"Von der Fassade des Größenwahns blüht das Unkraut der Überheblichkeit." Immer der Kontrahent.

Der Dumme, der Arrogante, der Ignorante, der Realitätsferne ist niemals die eigene Person. Es ist wohl ein bisschen wie im Straßenverkehr: Ist es nicht klar, dass dort draußen alle beschissen Auto fahren außer mir?

Wie leichtfertig wir doch sind im Fällen von Urteilen, wie sehr wir in unserer fragilen, heuchlerischen Erhabenheit baden und uns einreiben mit dem Öl unseres geheiligten Verstandes. Hören wir uns selbst beim Reden zu? Sehen wir in den imaginären Spiegel, während wir unser prachtvolles Gefieder in die Lüfte recken um zu demonstrieren, wie hoch unser leuchtendes Antlitz über dem des Gegenübers steht?

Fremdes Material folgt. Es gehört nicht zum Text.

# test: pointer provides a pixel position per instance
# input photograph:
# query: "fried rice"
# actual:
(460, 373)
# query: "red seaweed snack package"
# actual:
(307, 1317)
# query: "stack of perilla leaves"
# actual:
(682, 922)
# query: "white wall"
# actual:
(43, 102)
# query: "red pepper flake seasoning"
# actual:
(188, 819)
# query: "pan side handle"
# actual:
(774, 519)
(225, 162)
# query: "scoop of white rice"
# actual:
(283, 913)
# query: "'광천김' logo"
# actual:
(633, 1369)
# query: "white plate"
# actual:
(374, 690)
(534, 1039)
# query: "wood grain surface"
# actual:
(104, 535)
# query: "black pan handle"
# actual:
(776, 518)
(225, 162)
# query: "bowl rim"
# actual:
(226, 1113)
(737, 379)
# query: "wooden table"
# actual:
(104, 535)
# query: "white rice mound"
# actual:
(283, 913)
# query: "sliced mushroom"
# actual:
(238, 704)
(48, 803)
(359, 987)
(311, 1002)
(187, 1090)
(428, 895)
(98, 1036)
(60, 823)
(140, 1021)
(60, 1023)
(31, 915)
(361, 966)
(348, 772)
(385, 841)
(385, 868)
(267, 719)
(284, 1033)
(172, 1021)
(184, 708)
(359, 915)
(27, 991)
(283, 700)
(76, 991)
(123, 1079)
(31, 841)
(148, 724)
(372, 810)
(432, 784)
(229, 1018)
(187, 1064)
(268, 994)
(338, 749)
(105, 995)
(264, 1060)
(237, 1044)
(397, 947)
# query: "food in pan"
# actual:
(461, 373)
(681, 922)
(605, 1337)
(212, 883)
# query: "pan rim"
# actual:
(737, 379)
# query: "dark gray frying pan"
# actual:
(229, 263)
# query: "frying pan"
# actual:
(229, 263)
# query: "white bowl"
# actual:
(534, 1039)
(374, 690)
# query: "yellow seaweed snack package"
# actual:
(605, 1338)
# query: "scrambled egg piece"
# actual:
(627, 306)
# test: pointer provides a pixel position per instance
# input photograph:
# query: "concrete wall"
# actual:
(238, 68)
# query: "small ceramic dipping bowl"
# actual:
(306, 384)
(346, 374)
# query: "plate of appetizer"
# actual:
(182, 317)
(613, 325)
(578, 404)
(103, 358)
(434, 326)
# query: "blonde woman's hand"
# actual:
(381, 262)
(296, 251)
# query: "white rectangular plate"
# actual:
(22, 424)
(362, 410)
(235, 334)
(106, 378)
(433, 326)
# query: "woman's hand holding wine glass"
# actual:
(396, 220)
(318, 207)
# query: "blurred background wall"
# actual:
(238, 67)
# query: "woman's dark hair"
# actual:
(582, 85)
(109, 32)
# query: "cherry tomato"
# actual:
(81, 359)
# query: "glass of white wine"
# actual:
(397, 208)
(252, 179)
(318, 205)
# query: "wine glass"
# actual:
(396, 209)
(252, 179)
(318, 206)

Haben wir das Menschsein verlernt oder waren wir niemals menschlich? Der Gläubige erhebt sich über die in seinem Narrativ Nichtgläubigen, wobei es keinerlei Rolle spielt, woran er glaubt. Jeder von uns ist im eigenen Sinne gläubig und im Sinne anderer ungläubig. Dies mag ein Grund sein, warum sich Menschen so gerne gegenseitig das Leben nehmen. Natürlich, wir sind in vielerlei Hinsicht wandlungsfähig, wenn es um das eigene Weltbild geht. Selbst, wenn das Fundament keinen Zentimeter verrutscht, so ist das große Ganze vor der stetigen Veränderung nicht gefeit.

Sind wir wirklich dazu bestimmt, zu hinterfragen? Und was sollen wir hinterfragen? In erster Linie uns selbst. Wenn einer zurückblickt in vergangene Zeiten, ganz gleich wie weit sie zurückliegen, so wird er nicht leugnen können, dass der Wandel spürbar war. Denke ich heute so wie vor 10 Jahren? Geißele ich mich für Dinge, von denen ich vor langer Zeit einmal unerschütterlich überzeugt war?

Relativierer! Faschisten! Realitätsverweigerer! Enkel der Nationalsozialisten! Gutmenschen! Volksverräter! Lügner! Ungebildete! Halunken braucht die Welt. Jemand, der ein Weltbild hegt, welches konträr zu meinem ist, den brauche ich, damit ich ihn niederprügeln kann. Menschen jubeln über einen Deutschen, der eine Untat begeht, denn es beweist, dass Deutsche Straftaten begehen! Menschen jubeln über einen Iraker, der eine Untat begeht, denn es beweist, dass Iraker Straftaten begehen. Und dann möge man sich dem großen Zerfleischen widmen und ernsthaft darüber diskutieren, dass eines von beiden schlimmer oder harmloser sei als das Andere. Das ist ein bisschen wie nach einem Hausbrand darüber zu sinnieren, dass ja zum Glück ein Kabelbrand das Haus in Schutt und Asche gelegt hat, anstatt dem aus China importierten Cashewöl, dass man in der Pfanne erhitzt und dann vergessen hat. Das verdammte Haus ist abgebrannt, daraus müssen Konsequenzen folgen. Wenn man das Kabel nicht im Haus installiert hätte? Wenn man ein anderes verwendet hätte? Wenn man statt dem chinesischen Cashewöl griechisches Olivenöl verwendet hätte? Pardon, es lag ja nicht am Öl und wenn Person A vor rund 18 Jahren nicht mit Person B am Hindukusch den Akt vollzogen hätte, wäre der widerliche Unmensch, dem eine junge Frau zum Opfer fiel, nicht geboren worden. Warum hat er diese Tat begangen? Man ist gezwungen, darüber nachzudenken und am Ende ist man ebenso gezwungen, darüber zu spekulieren, denn die traurige Wahrheit ist, dass nur er es weiß. Oder? Weiß er es oder begreift er das Ausmaß seiner Bestialität nicht? Bösartig, krank, schlechter Mensch, Monster. Möge sich das Individuum im Spiegel betrachten und seinen Zorn an sich selbst spüren, auf dass die Seele in tausend Splitter zerbreche.

Sich einmal daran erinnern, wie oft man von anderen bewertet, beurteilt und verurteilt wird, wie ungerecht! Und während man die Ungerechtigkeit am eigenen Leib erfährt, gibt man sie weiter, denn so muss man die Last der innerlichen Auseinandersetzung nicht tragen und möglicherweise an ihr zugrunde gehen. Niemals ich selbst, es bist du, denn die menschlichste Tugend ist doch das Erhöhen seiner selbst durch das Erniedrigen des Anderen.

(Das Zitat in der Titelzeile stammt vom deutschen Aphoristiker Uli Löchner.)